Article 9.

Conversion and Merger.

Part 1. Definitions.

§ 57D‑9‑01.  Definitions.

Unless otherwise specifically provided, the following definitions apply in this Article:

(1) Articles of organization and conversion. – The document filed by the Secretary of State under G.S. 57D‑9‑22 for the purpose of converting an eligible entity into an LLC.

(2) Converting entity. – An eligible entity that converts into another eligible entity pursuant to Part 2 or Part 3 of this Article 9.

(3) Converting LLC. – A converting entity that is an LLC.
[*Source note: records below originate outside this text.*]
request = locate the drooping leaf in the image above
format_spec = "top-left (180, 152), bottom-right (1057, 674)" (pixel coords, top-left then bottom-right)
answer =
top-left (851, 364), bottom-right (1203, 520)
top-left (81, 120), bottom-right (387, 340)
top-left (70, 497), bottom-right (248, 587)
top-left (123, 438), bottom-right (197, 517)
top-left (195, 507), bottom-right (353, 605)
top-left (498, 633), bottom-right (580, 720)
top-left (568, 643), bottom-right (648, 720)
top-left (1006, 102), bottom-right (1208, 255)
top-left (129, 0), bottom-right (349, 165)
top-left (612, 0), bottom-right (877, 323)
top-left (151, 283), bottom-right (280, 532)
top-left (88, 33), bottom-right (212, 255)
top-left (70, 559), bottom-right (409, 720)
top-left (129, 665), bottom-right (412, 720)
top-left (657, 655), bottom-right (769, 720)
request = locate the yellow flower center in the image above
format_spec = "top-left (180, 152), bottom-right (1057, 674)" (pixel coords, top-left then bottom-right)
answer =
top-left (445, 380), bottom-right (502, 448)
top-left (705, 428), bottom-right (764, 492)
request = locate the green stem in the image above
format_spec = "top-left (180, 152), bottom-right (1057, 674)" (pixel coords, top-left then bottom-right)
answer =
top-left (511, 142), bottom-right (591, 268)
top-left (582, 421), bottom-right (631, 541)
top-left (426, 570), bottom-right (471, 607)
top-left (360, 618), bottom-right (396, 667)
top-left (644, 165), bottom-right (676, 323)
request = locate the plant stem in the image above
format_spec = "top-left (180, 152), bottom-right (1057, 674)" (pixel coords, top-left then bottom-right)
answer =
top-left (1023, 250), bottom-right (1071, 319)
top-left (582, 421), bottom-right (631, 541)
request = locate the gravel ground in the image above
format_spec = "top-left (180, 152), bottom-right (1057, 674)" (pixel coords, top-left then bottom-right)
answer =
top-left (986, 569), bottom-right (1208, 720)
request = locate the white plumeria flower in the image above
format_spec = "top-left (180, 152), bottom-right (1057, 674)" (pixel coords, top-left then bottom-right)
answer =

(4) Eligible entity. – A corporation, including a professional corporation as defined in G.S. 55B‑2 and a foreign professional corporation defined in G.S. 55B‑16, a domestic or foreign nonprofit corporation, a limited liability company, a domestic or foreign limited partnership, a registered limited liability partnership or foreign limited liability partnership as defined in G.S. 59‑32, or any other partnership as defined in G.S. 59‑36, whether or not formed under the laws of this State.

(5) Merging entity. – An eligible entity that is a party to a merger.

(6) Merging LLC. – A merging entity that is an LLC.

(7) Surviving entity. – The eligible entity into which a converting entity converts or into which an eligible entity is merged. (2013‑157, s. 2.)